Etranacogene Dezaparvovec Approval May Pave Way for Val-Rox in Hemophilia A
The FDA has decided not to hold an advisory committee meeting for Roctavian after all.
BioMarin’s biologics license application (BLA) review for its adeno-associated virus gene therapy valoctocogene roxaparvovec (val-rox; Roctavian) may not be so delayed after all, as the company announced that the FDA will no longer be holding an advisory committee meeting to discuss the therapy’s benefit in hemophilia A.1 The FDA will still complete the scheduled pre-licensure inspection of BioMarin’s gene therapy manufacturing facility in Canada.
"The review of a BLA is a dynamic process, and we appreciate FDA's ongoing engagement as we work toward delivering a potentially transformative treatment choice to those patients with severe hemophilia A," Hank Fuchs, MD, President, Worldwide Research and Development, BioMarin, said in a statement.1 "We look forward to further dialogue with the Agency as it reviews our application."
Earlier in November, BioMarin disclosed that val-rox's PDUFA target action date may be delayed if the FDA deems the submission of new data from a phase 3 analysis as a major amendment to the application.2 The current PDUFA date is March 31, 2023. The FDA had requested the submission of expected 3-year data from on the ongoing phase 3 GENEr8-1 clinical trial (NCT03370913).
“The FDA stated that these data are expected to provide longer-term efficacy and safety information and would thus be useful to people with Hemophilia A and healthcare providers in making better and more informed decisions when considering val-rox as a treatment choice should it be approved, "Fuchs said in an earlier statement.2
READ MORE: ICER Suggests $2.9 Million Cap for Hemophilia Gene Therapies
The FDA accepted BioMarin's resubmitted BLA for val-rox in October 2022, following marketing authorization by the European Commission in August 2022. The gene therapy has received RMAT, breakthrough therapy, and orphan drug designations from the FDA.

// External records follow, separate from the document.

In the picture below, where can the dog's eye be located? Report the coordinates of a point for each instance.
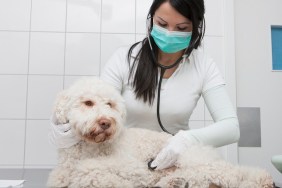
(89, 103)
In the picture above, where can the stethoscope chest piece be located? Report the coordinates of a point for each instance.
(149, 165)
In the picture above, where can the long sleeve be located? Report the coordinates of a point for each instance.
(225, 129)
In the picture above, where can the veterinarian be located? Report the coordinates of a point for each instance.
(162, 78)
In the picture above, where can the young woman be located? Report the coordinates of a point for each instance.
(162, 78)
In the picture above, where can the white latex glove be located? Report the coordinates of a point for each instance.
(170, 153)
(61, 136)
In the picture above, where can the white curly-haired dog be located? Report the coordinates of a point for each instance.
(110, 155)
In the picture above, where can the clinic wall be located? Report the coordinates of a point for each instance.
(257, 85)
(46, 44)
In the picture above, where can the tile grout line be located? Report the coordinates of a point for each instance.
(65, 45)
(100, 42)
(27, 86)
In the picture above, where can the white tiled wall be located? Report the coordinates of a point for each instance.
(46, 44)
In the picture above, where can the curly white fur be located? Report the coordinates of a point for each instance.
(110, 155)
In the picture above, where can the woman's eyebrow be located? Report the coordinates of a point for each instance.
(176, 24)
(162, 19)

Full 52-week results from the GENEr8-1 study demonstrated that a single dose of the infused gene therapy resulted in statistically significant increases in endogenous Factor VIII production (P <.001) and significantly reduced bleeding events and use of factor VIII concentrate (P <.001 for both), all while maintaining a relatively good safety profile (N = 134).3
The announcement about the advisory committee meeting comes a week after UniQure and CSL Behring’s Hemgenix (etranacogene dezaparvovec) became the first approved gene therapy for treating hemophilia B.3 The BLA was supported by positive data from 54 participants with hemophilia B in the pivotal phase 3 HOPE-B trial (NCT03569891).
“Gene therapy for hemophilia has been on the horizon for more than 2 decades. Despite advancements in the treatment of hemophilia, the prevention and treatment of bleeding episodes can adversely impact individuals’ quality of life,” Peter Marks, MD, PhD, director, Center for Biologics Evaluation and Research, FDA, said in the FDA release.4 “Today’s approval provides a new treatment option for patients with hemophilia B and represents important progress in the development of innovative therapies for those experiencing a high burden of disease associated with this form of hemophilia.”